Reality setting in for workers who thought Hudson's Bay would never close
From concerns about losing their homes to regrets about not accepting a previous severance offer that could have potentially paid them three times as much money, there were “a lot of tears” among some of Hudson’s Bay Co. ULC’s roughly 9,000 employees this week as Canada’s oldest departmental store started liquidating its outlets on Monday.
HBC’s constant financial struggles meant the “writing was on the wall,” Jody Nesbit, president of Union Local 240, which represents about 60 Bay employees, said.
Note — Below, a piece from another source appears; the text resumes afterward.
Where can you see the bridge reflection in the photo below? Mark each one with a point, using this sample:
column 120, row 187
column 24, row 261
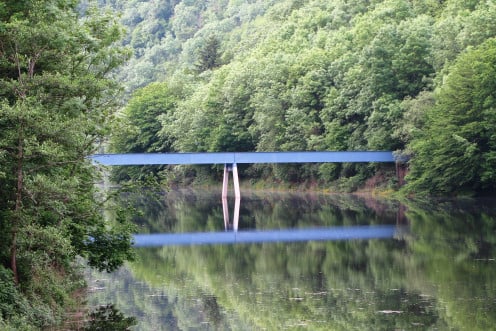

However, workers were hopeful the company, founded in 1670, would turn things around. But those hopes were dashed on Friday when a court allowed it to start liquidating 90 of its 96 stores.
“They (the employees) didn’t ever think that the Hudson Bay Company would be gone from Canada,” Nesbit said. “It really took people by surprise.”
HBC went to court on March 7 to get an order that would protect it from its creditors as it struggled to pay its dues to landlords, vendors and service providers. It took the step after a landlord locked it out of a store in Sydney, N.S., and a team of bailiffs attempted to seize merchandise from a store in Toronto’s Sherway Gardens mall.
The move was supposed to provide the company, which struggled to cope with the shift towards online shopping, with “breathing room” as it looked for financing. That plan, however, didn’t work out, as trade tensions between the United States and Canada pushed potential financiers to the sidelines, it said.
Nesbit said that reality is “slowly setting in” for the employees, many of whom have worked at the Bay for almost all their working lives, including one person from her union who was there for 38 years.